Basic principles of a vegan diet
Becoming a vegan involves more than eating a vegetarian diet.
Changing the food that you eat is just one aspect of a philosophy that is kind to nature and which rejects everything that causes suffering to animals.
A vegan diet contains no ingredients of animal origin, such as meat or fish. Nor does it contain derivatives which do not harm animals, such as eggs, milk and derivatives and honey.
The vegan philosophy does not tolerate wearing garments made with wool, leather, suede, ivory…
So, what does a vegan diet need to contain to be healthy?
- Your diet must be as varied as possible to prevent deficiencies.
- High fibre intake with vegetables, fruits, pulses and whole cereals.
- Keep an eye on your vitamin B12 Because this is found in all foods of animal origin, you may need to consider taking a supplement. Ask your doctor.
- During the winter, if you are lacking in vitamin D, you can take a supplement to ensure that the calcium stays in your bones.
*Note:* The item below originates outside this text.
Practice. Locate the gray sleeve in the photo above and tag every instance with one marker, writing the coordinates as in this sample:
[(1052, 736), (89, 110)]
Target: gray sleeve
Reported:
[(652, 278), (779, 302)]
- Eat foods containing vitamin C such as oranges, kiwis, strawberries, peppers… because they ensure that you will absorb enough iron.
- Cut down your consumption of refined flour. Eat more wholemeal flour and simple sugars.
- Watch your intake of fats and oils and processed foods. They contain saturated fats that clog the arteries.
- Combine pulses with vegetables or cereals to obtain easily absorbed proteins. Lentils with rice, chickpeas with spinach…
Make a note of some examples of a vegan diet. They’re very easy to follow:
- Breakfast:
A kiwi. A cup of coffee with oat milk and a piece of wholemeal toast with oil and tomato.
Pinapple juice. A bowl of plant milk with muesli
- Mid-morning:
An apple, chocolate biscuits or a handful of nuts.
- Lunch:
Lentils with rice and a lamb’s lettuce and cherry tomato salad. 40 grams of wholemeal bread and a banana.
Cream of mushroom soup. Veggie burger with lettuce salad. Oatmeal bread. Watermelon.
- Afternoon snack:
Green tea, two apricots, two mandarin oranges or a cereal bar.
- Dinner:
Wholemeal spaghetti with vegetables. Canned pineapple in juice.
Chickpea salad with tofu and vegetables. Strawberries in orange juice.
As you can see, these are not new or strange foods. The trick lies in knowing how to combine them.
If you have any questions, ask your endocrinologist or nutritionist.